Enrique Máiquez trabajaba en una tienda de música de la que le despidieron por la caída de ventas hace seis años. “A partir de ahí me tuve que acomodar, pero estoy cada vez peor”, afirma. Con la indemnización que recibió y unos ahorros que tenía compró una licencia de taxi y compagina ese trabajo con el de jardinero municipal. “Pensé en invertir en un kiosko pero no la vi clara porque [el expresidente Mauricio] Macri subió todas las tarifas y los costos eran muy altos”.
“Salgo de casa a las cuatro de la madrugada y regreso a las siete, ocho de la tarde. Necesito dos empleos porque con uno no me alcanza, pero para ganar lo mismo cada año necesito trabajar más horas”, explica Máiquez, padre de tres hijos y residente en Ezeiza, a 30 kilómetros de Buenos Aires.

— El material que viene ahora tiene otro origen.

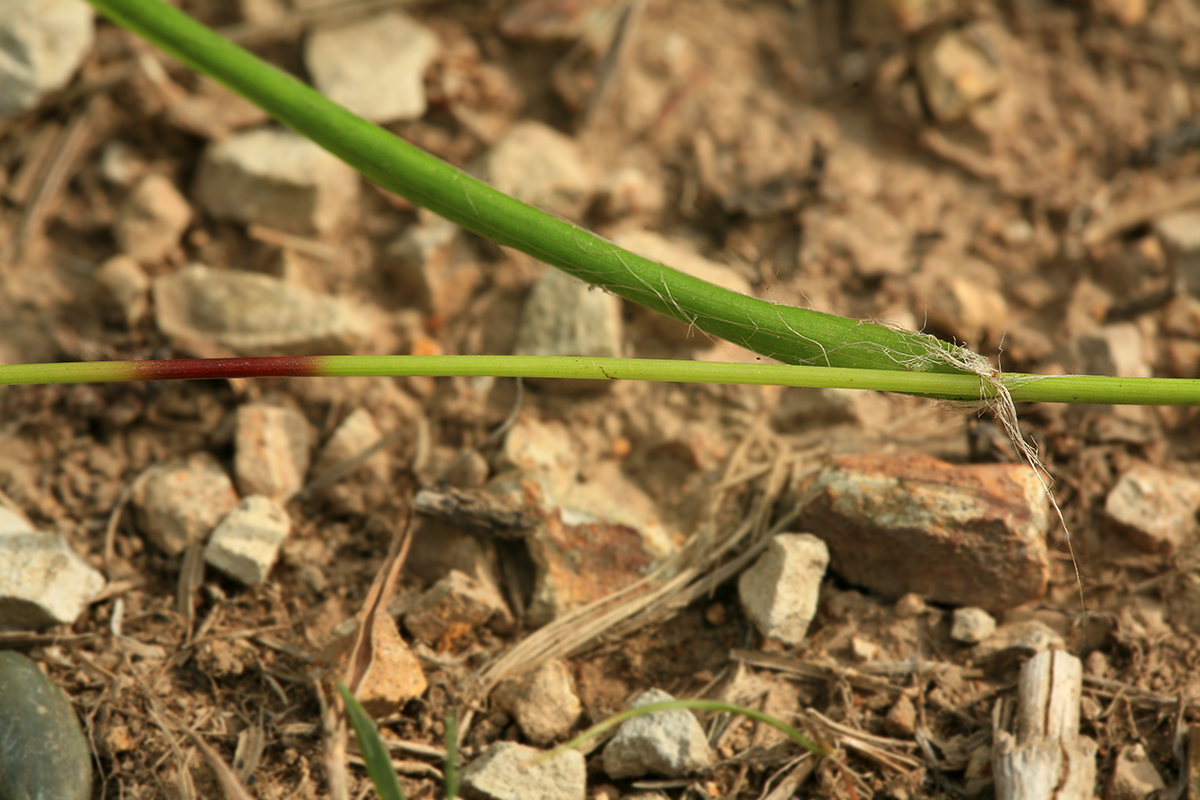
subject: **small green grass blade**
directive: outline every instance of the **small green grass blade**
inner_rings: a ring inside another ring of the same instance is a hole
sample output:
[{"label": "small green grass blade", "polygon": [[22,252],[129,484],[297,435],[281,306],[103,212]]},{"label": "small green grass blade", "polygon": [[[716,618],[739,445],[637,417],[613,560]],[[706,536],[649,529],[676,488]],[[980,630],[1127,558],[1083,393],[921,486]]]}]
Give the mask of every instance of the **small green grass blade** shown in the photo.
[{"label": "small green grass blade", "polygon": [[359,738],[359,750],[362,751],[362,760],[367,764],[367,775],[376,787],[379,800],[407,800],[404,790],[400,787],[400,778],[391,769],[391,757],[388,754],[388,745],[379,736],[374,722],[362,710],[362,705],[350,694],[350,690],[341,681],[337,682],[337,691],[346,703],[346,714],[354,728],[354,734]]}]

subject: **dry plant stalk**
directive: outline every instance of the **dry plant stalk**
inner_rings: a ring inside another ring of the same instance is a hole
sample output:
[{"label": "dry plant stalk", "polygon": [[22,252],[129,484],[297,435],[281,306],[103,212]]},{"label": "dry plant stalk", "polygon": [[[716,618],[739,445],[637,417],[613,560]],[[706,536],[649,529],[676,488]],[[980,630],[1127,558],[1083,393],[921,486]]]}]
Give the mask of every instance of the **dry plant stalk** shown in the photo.
[{"label": "dry plant stalk", "polygon": [[1091,800],[1098,747],[1079,735],[1082,686],[1084,666],[1068,652],[1046,650],[1021,666],[1016,735],[1002,729],[1000,705],[994,720],[996,800]]}]

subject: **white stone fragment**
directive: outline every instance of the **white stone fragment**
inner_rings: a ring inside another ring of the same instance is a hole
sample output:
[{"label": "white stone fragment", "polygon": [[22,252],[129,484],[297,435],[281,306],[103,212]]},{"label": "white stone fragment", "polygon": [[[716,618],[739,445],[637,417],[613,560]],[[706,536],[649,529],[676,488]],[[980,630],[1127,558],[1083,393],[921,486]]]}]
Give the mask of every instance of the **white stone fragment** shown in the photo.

Este trabajador sostiene que los peores momentos de su infancia los vivió durante la hiperinflación de 1989, cuando el sueldo de su padre se esfumaba nada más cobrarlo y a menudo él y sus cuatro hermanos se iban a la cama sin cenar. Como adulto, cree que esta “es la peor crisis”, más que la de 2001. “Esa crisis fue de terror, pero gracias a Dios después la economía se levantó rápido. Ahora es una agonía lenta, que te roba los sueños, te saca la esperanza… Si laburás en la calle lo que ves es cada día más y más pobreza y unos políticos que sólo piensan en llenarse el bolsillo, todos por igual, no importa si son peronistas o radicales”.